12. The computing system of claim 8, wherein the instructions when executed by at least the processor of the computing system further cause the computing system to:
accept a relative time away from an occasion in the input;
determine an occasion time at which the occasion will occur;
determine a non-relative time based on the occasion time and the relative time; and
execute the functional sensor at the non-relative time.
13. The computing system of claim 8, wherein the instructions when executed by at least the processor of the computing system further cause the computing system to execute the functional sensor at runtime in response to receipt of the transaction change.
14. The computing system of claim 8, wherein the input that defines a configuration is provided in natural language, wherein the instructions when executed by at least the processor of the computing system further cause the computing system to convert the natural language to the one or more conditions.

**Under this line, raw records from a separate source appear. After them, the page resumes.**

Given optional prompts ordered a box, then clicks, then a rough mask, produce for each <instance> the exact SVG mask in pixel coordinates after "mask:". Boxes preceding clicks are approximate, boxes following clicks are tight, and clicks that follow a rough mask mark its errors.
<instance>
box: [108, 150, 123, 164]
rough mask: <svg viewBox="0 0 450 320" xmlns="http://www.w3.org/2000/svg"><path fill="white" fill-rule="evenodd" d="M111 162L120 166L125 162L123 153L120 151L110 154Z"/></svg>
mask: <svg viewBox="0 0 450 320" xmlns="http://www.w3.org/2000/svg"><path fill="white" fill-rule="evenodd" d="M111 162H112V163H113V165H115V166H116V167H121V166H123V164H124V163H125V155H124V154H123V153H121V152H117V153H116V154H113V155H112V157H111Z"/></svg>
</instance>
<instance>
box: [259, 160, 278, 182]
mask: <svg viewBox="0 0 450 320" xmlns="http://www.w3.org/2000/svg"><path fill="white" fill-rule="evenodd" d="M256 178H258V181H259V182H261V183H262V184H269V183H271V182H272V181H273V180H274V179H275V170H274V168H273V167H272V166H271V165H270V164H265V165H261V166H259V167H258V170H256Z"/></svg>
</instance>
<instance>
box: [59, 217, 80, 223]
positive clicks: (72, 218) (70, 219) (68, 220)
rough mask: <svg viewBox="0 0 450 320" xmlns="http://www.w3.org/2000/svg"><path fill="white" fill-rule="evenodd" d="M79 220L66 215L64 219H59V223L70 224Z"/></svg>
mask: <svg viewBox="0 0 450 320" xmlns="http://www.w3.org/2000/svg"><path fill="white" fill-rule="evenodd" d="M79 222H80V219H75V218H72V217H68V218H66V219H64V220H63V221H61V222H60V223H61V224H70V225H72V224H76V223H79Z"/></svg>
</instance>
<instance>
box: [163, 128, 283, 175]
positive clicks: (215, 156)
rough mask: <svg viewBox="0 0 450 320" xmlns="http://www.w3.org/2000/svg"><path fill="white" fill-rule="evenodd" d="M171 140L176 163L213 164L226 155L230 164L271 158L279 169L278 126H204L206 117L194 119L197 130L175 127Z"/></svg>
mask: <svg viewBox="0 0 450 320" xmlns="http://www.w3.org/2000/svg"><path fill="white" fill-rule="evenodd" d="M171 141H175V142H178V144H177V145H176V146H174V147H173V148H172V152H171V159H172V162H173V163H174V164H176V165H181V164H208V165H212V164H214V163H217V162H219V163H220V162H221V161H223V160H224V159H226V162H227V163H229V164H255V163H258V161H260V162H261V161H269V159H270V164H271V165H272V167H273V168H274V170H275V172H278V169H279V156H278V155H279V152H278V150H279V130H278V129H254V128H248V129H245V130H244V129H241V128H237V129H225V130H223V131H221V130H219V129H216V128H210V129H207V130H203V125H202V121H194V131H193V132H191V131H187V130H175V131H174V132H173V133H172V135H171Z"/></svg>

15. A computer-implemented method, comprising:
accepting input that defines a configuration for a functional sensor in a metadata repository of an enterprise data system, wherein the configuration specifies one or more conditions applied to one or more data sources for triggering a signal associated with initiation of a task;
monitoring the one or more data sources of the enterprise data system with the functional sensor for transaction changes that satisfy the one or more conditions for triggering the signal;
detecting a transaction change that satisfies the one or more conditions with the functional sensor;
emitting the signal in response to detection that the one or more conditions for triggering the signal are satisfied; and
in response to receiving the signal, automatically executing the task in the enterprise data system.
16. The computer-implemented method of claim 15, further comprising, after accepting the input, registering the configured functional sensor in a metadata repository of the enterprise data system to cause the enterprise data system to execute the functional sensor at runtime.
17. The computer-implemented method of claim 15, further comprising:
accepting a frequency in the input;
configuring the functional sensor to repeatedly execute at runtime at the frequency; and
repeating the steps of monitoring the one or more data sources, detecting the transaction change, and emitting the signal at the frequency.
18. The computer-implemented method of claim 15, further comprising:
accepting a relative time away from an occasion in the input;
determining an occasion time at which the occasion will occur;
determining a non-relative time based on the occasion time and the relative time; and
executing the functional sensor at the non-relative time.
19. The computer-implemented method of claim 15, further comprising executing the functional sensor at runtime in response to receipt of the transaction change.
20. The computer-implemented method of claim 15, wherein the input that defines a configuration is provided in natural language, the method further comprising converting the natural language to the one or more conditions.